Not: Bu yazıda halk otobüsü ve belediye otobüsü birbiri yerine kullanılmış olabilir. Birinde muavin varmış. Farkı oymuş.

___________________________________

 

* Teşekkür ederim G. Bey...

** Jean Baudrillard’ın bir kitabı.

“İş görebilen tek gönderenin adı yine sessiz çoğunluktur. Bütün güncel sistemler bu model üstünde iş görmektedirler. Varlığı artık toplumsal değil, istatistiksel olan bu kaypak kavramın ortaya çıkabildiği tek yer sondajlardır. Toplumsal adlı gökyüzünün ufkundaki hayal ya da toplumsalın zaten içinde bulunduğu bir ufkun simülasyonu. Sessiz çoğunluğun ya da kitlelerin düşsel bir gönderen olması, onun var olmadığı anlamına gelmez. Bunun anlamı sessiz çoğunluğun artık temsil edilemeyecek bir durumda bulunmasıdır.
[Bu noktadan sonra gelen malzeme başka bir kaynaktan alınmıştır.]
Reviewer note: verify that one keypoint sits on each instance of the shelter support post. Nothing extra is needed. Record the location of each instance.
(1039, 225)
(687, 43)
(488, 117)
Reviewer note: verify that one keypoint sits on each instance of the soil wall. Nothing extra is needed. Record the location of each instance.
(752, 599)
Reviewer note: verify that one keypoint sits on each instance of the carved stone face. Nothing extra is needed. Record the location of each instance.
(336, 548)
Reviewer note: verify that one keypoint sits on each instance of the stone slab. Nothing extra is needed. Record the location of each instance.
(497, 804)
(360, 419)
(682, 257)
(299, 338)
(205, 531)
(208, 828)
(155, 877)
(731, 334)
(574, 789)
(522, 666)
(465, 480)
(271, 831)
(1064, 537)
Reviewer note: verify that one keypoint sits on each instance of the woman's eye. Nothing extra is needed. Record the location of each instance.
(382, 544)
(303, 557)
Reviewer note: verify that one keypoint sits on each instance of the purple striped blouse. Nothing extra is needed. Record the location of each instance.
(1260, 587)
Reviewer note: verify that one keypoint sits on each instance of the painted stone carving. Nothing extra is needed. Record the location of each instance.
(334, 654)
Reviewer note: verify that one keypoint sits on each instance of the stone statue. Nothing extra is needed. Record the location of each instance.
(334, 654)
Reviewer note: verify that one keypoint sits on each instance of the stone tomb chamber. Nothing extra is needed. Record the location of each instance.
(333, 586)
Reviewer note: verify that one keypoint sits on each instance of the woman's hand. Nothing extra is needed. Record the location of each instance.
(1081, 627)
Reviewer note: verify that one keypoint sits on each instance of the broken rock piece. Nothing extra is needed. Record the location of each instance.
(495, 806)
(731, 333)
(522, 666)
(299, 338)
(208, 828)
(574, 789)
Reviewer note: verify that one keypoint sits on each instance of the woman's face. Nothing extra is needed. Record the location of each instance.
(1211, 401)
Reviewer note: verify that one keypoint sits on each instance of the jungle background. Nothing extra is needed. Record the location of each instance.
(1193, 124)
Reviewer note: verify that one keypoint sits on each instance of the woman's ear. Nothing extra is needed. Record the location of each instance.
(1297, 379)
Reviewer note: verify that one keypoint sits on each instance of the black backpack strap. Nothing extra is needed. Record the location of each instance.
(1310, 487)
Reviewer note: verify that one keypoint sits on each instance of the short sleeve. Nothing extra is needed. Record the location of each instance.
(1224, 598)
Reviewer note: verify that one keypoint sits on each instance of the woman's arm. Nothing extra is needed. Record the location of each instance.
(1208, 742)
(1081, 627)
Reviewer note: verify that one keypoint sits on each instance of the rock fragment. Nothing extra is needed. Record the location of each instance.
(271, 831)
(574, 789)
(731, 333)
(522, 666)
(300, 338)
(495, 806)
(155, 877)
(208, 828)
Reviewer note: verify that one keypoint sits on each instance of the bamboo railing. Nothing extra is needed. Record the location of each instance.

Kitleler artık bir gönderen olmaktan çıkmışlardır. Çünkü artık temsil edilememektedirler. Ses vermeyen bu kitleler sondajlar aracılığıyla sık sık yoklanmaktadırlar. Düşünceleri yansıtılmamaktadır. Yalnızca ne düşündükleri konusunda testler yapılmaktadır. Referandum (kitle iletişim araçları da sonsuz bir soru/yanıt referandumudurlar) politik gönderenin yerini almıştır. Oysa sondajlar, testler, referandum ve kitle iletişim araçları temsil edici bir sisteme ait tertibatlar değil, simülatif bir sisteme ait olan tertibatlardır. Artık amaçlanan şey bir gönderen değil, bir modeldir.”